Endoscopic ultrasound helps to differentiate between intraluminal and extraluminal growths and to establish a preliminary diagnosis depending on the layer from which a particular lesion arises and also from the characteristic appearance of the lesion. It can also detect involvement of the surrounding structures and the presence of metastasis. Endoscopic ultrasound appearance of Brunner's gland hamartoma has been described as involvement of only the mucosa and submucosa-a smooth border and variable echogenicity, which represents the dilated glands seen within the tumor 20. Computed tomography can be used to delineate the extraluminal extent of large adenomas and to show their relationship to the pancreas, common bile duct, and inferior vena cava 21.
The differential diagnosis includes leiomyoma, lipoma, carcinoid tumor, lymphoma, aberrant pancreatic tissue, prolapsed pyloric mucosa, and even a foreign object. Confirmation of the diagnosis requires biopsy and histological examination.

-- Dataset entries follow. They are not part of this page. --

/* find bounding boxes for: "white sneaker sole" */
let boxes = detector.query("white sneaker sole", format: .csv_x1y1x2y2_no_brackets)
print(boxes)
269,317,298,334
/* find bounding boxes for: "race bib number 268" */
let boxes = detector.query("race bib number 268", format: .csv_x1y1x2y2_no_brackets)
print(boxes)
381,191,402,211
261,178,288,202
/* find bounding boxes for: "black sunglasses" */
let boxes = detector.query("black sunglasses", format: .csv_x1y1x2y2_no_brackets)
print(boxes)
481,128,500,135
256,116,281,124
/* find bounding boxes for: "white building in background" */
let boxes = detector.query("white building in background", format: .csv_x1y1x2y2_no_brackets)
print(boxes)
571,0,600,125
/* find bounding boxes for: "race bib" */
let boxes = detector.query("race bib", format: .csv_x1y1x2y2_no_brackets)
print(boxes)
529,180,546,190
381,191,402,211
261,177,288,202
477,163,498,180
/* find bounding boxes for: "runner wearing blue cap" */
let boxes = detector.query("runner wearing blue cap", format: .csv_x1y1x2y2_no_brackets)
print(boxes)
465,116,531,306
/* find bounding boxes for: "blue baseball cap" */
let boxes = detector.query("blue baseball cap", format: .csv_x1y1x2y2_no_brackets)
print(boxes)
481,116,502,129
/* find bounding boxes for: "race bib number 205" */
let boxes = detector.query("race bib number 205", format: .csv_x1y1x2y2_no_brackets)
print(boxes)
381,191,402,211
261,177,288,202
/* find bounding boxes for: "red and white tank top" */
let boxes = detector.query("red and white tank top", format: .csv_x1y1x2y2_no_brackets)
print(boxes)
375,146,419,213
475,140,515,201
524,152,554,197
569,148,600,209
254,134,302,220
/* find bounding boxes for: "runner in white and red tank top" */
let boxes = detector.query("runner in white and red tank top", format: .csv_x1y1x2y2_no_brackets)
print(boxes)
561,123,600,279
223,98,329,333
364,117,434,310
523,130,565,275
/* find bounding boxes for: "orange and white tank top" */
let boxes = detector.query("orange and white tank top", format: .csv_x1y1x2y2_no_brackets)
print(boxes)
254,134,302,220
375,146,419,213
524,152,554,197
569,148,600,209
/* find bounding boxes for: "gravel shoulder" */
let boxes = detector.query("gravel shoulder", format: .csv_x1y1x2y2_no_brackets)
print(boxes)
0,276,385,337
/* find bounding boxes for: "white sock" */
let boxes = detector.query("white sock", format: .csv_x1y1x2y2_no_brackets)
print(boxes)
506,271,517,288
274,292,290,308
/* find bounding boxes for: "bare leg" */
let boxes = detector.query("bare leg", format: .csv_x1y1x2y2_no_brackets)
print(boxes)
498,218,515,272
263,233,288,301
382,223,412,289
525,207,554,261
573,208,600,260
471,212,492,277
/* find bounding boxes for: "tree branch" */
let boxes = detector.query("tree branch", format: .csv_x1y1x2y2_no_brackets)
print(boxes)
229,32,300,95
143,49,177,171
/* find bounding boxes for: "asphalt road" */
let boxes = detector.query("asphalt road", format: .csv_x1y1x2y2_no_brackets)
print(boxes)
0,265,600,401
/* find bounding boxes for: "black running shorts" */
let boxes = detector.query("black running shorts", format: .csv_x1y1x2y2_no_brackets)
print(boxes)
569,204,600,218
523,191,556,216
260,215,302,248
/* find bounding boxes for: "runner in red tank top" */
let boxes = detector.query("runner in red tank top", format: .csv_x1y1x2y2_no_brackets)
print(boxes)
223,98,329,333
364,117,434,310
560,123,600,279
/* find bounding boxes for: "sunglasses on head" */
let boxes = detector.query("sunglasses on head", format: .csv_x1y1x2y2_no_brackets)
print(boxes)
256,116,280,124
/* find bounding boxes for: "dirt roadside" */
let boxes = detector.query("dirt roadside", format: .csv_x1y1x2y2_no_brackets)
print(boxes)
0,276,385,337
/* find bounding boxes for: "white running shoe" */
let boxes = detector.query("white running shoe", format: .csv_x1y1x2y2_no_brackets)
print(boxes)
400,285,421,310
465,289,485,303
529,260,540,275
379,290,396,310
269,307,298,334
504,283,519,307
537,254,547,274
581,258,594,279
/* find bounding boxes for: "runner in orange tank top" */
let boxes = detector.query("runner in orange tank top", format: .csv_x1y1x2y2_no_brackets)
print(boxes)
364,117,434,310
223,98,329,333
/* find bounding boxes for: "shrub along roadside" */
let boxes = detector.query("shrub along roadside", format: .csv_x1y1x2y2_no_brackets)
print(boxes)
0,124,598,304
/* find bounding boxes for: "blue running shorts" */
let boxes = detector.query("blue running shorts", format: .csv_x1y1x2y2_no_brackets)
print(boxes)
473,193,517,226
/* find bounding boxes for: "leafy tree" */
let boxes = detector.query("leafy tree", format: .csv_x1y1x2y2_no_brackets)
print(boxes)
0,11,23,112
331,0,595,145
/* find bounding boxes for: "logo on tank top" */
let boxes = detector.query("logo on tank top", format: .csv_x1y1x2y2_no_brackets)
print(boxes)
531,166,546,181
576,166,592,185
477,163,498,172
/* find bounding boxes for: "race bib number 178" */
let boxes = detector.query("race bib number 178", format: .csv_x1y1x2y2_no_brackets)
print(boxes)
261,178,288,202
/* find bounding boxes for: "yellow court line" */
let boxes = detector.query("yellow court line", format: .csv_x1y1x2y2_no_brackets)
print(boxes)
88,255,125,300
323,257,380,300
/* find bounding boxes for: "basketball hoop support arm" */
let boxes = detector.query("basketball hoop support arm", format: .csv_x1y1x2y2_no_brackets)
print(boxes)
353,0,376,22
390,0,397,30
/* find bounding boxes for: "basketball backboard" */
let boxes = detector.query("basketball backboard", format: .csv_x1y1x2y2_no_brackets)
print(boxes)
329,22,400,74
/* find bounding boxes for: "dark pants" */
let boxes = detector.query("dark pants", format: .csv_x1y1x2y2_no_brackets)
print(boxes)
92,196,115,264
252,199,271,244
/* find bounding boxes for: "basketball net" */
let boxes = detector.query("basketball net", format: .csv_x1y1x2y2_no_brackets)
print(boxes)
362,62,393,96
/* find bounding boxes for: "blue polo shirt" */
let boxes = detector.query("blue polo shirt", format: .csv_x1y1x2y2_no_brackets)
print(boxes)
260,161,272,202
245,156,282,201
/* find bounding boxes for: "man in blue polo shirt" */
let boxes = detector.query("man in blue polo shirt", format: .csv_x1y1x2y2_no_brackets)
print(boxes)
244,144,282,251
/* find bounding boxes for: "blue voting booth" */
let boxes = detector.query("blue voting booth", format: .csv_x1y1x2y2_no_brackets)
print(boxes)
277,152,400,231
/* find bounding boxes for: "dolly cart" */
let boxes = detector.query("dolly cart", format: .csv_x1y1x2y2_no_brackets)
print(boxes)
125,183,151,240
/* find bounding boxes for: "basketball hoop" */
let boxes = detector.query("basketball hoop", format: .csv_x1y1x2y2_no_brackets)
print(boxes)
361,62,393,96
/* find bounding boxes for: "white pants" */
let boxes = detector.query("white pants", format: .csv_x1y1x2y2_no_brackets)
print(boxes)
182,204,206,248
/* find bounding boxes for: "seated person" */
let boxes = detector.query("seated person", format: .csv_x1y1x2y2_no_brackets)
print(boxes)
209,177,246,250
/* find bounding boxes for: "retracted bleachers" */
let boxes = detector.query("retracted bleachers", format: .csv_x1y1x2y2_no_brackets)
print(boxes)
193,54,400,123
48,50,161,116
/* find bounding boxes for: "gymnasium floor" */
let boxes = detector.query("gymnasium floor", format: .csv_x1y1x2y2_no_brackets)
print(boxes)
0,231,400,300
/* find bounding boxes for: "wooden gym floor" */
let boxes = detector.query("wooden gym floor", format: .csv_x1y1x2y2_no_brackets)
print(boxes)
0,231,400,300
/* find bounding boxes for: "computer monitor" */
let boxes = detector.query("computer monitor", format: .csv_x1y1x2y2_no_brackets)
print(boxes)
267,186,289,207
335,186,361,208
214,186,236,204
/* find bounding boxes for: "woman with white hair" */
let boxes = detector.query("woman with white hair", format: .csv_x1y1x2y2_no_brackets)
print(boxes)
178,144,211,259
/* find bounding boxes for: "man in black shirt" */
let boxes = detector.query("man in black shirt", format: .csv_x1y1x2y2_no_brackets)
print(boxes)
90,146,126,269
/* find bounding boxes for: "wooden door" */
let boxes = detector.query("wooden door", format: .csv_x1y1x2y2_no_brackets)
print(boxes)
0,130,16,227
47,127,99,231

Endoscopic or surgical removal of the adenoma has been suggested in symptomatic patients to prevent development of complications. These include intussusception, when the adenoma may act as a lead point and cause the duodenum to telescope on itself. If the adenoma is located near the ampulla of Vater, it may lead to biliary obstruction. Extensive hemorrhage from ulcerated tissue may cause chronic anemia and may even require immediate transfusion if the bleeding is severe enough.
Local excision of the lesion is the main treatment. This may be done by either a endoscopic snare-cautery technique or excision of the mass via duodenotomy. The former method is more cost-effective, less invasive, and has reduced risks of abdominal surgery 22,23. Several cases of successful endoscopic resection of pedunculated BGA have been reported 24. It is important to identify the ampulla of Vater before initiating the endoscopic procedure 7,8,22. As the majority of Brunner's adenomas are quite small, endoscopic polypectomy will confirm the diagnosis and cure the condition in most cases. However, if the size and the anatomic location makes endoscopic removal more difficult or impossible, excision via duodenotomy must be performed. Diffuse involvement may require partial resection of the duodenum.
CONCLUSION
Brunner's gland adenomas are rare occurrences that are benign in almost all reported cases. Symptoms are often due to obstruction or ulceration of the lesion within the duodenum. Total removal of the lesion leads to minimal morbidity because it eliminates the risks of complications. However remote the chances, pathological examination of the lesion is essential to exclude malignancy of the lesion after its removal.